Gray Lady and the Birds: Stories of the Bird Year for Home and School
Part 17
“Then I foresee that the Harbour Gull will be the bird of next Friday afternoon,” said Gray Lady, as they turned homeward, taking Miss Wilde with them for lunch, so that Gray Lady might talk over a new plan concerning the old farm-house in the corner of the orchard, with its great stone chimney where the Swifts loved to build.
* * * * *
As Gray Lady had expected, the next Friday afternoon, when she went to Foxes Corners schoolhouse, she was greeted by many enthusiastic accounts of the stolen holiday at the shore, but a perfect chorus of questions arose about the “big birds that fly and swim and yet aren’t quite like Ducks”; while Bobby proudly produced his treasured Gull, wrapped in a newspaper, at the same time assuring Gray Lady, as became a member of the Kind Hearts’ Club, that he hadn’t thrown a stone at it, or anything, and that it was “drowned dead in the seaweed.” All of which she already knew to be true.
“Why aren’t the Gulls there in the summer when we go down camping and clamming?” asked Tommy.
“Because,” said Gray Lady, “they do not like very warm weather, and nowadays at least, though they live all through North America, they do not nest on the Atlantic coast south of Maine. For this reason, we seldom see them between May and October, and that is the very time that you children and people in general visit the shore.”
“It must take a pretty big tree to hold a Gull’s nest,” said Dave, picking up the bird and weighing it in his hand; “it’s lots bigger than a Crow.”
“Yes; a Gull measures two feet in length (that is, from the tip of its beak over its back to the tail, which is the way the length of a bird is reckoned), and is quite three feet across the spread of its open wings, while the body of the Crow is five inches shorter and the wings only spread a little over two feet.
“You probably noticed, the other day, what very long, pointed wings the Gulls have. But though these Gulls do sometimes nest in fairly high trees and in bushes, it is not common, and their favourite place is on the gray shingle, and among the stones of rocky beaches well above tide-water, or else between tussocks of beach grass or sheltering pieces of driftwood.
“As a Gull’s chief food is gleaned from the sea, it must nest as close as possible to its source of supply.

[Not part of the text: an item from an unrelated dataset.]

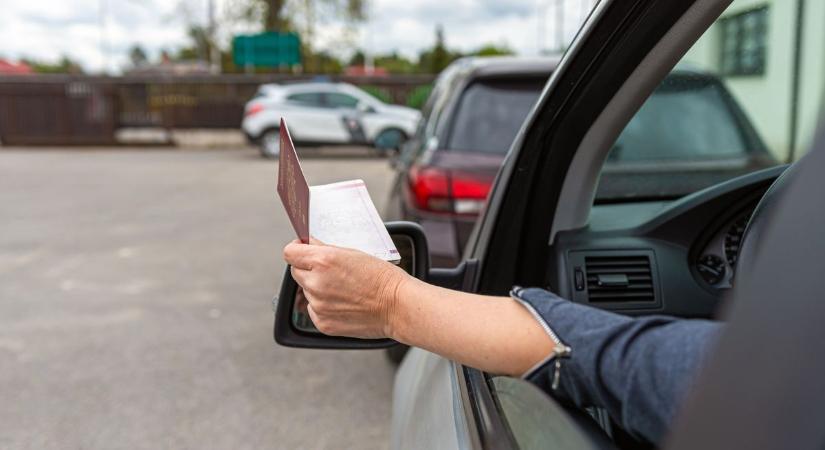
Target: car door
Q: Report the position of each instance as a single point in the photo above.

You can easily see that so large a bird could never be free from annoyance on our bathing beaches or offshore islands that are used as summer resorts; so, as people flocked to the shore, more and more, the places where Gulls might nest in comfort grew fewer and fewer, and they were driven to the remote islands like those off the Maine coast, Great Duck Island, No Man’s Land, and others, and it is at Great Duck Island that is to be found the largest colony of Gulls within the United States.

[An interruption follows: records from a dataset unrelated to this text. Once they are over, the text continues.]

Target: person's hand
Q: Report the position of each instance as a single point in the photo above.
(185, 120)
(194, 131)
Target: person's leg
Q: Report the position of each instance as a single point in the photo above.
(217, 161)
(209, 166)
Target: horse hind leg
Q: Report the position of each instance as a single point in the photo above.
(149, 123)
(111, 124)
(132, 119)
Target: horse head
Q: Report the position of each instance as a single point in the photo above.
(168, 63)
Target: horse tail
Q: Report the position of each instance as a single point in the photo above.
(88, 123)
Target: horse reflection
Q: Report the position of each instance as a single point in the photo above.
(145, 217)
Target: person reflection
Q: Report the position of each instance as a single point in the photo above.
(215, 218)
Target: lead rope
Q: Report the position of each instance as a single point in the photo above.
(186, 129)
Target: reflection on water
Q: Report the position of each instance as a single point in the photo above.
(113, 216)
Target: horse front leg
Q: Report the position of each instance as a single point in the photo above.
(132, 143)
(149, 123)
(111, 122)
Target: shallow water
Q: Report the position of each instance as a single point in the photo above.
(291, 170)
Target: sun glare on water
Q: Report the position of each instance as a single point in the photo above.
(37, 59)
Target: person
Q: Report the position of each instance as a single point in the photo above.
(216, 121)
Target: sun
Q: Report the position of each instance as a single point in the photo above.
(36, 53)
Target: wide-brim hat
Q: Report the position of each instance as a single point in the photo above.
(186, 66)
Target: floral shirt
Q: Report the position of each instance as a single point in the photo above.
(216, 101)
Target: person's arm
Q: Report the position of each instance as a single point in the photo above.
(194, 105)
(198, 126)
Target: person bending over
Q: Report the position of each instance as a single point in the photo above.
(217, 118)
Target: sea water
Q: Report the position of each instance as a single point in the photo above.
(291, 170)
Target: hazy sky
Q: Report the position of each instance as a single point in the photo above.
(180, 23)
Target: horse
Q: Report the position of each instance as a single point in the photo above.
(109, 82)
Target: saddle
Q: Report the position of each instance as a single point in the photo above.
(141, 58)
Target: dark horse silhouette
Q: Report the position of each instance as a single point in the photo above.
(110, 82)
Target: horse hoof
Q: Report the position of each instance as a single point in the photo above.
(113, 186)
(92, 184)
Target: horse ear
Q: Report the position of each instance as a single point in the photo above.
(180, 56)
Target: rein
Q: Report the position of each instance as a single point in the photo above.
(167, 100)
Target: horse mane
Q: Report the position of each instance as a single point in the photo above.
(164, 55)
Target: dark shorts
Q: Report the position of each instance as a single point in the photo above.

“But even here and on many lesser islands, with only lighthouses and their keepers for company, where there were no summer cottages or pleasure-seekers, until a few years ago, the Gulls were not safe, for they, like the White Herons of the South, were bonnet martyrs.”
“Bonnet martyrs!” exclaimed Eliza Clausen, jumping as if some one had stuck a pin in her. “I don’t think they would look one bit nice on hats; why, they are so big that there wouldn’t be any hat, but all bird.”

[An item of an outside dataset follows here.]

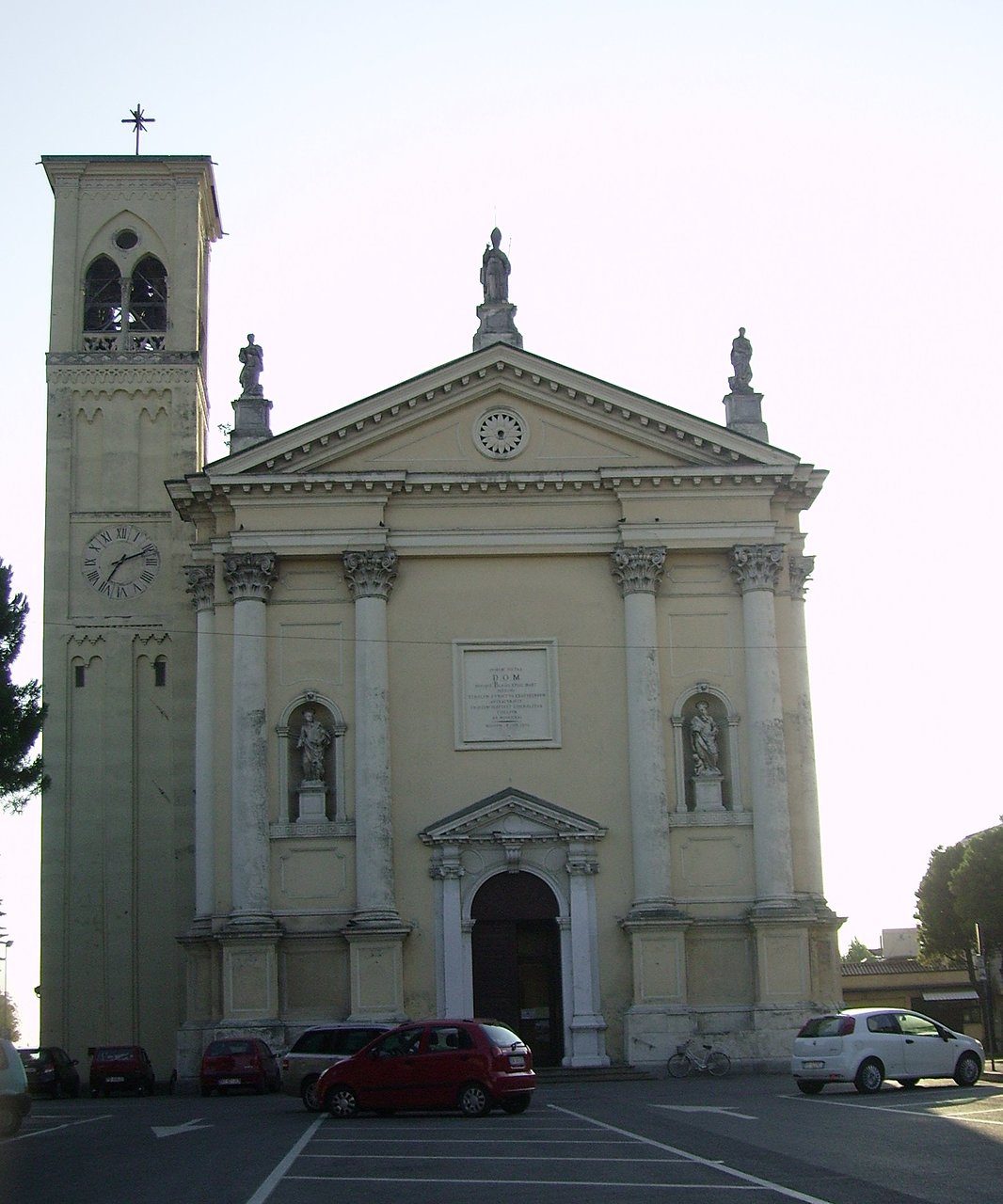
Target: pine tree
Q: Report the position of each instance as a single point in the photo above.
(22, 710)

“You are quite right,” said Gray Lady, “but the whole Gull was not used. These beautiful white breast-feathers were made into turbans. Perhaps, on one side of these, a smaller cousin of the Gull, the Tern, or Sea Swallow, with its coral-red beak, would be perched by way of finish. Or else, soft bands made of the breast, and some of the handsomest wing quills were used for trimming.
“Not only were these feathers sold wholesale to the plume merchants and milliners, but people who went to the coast resorts would buy them of the sailors simply because they were pretty, without giving a thought to the lives they cost, or of how desolate and lonely the shores would be when there were no more Gulls.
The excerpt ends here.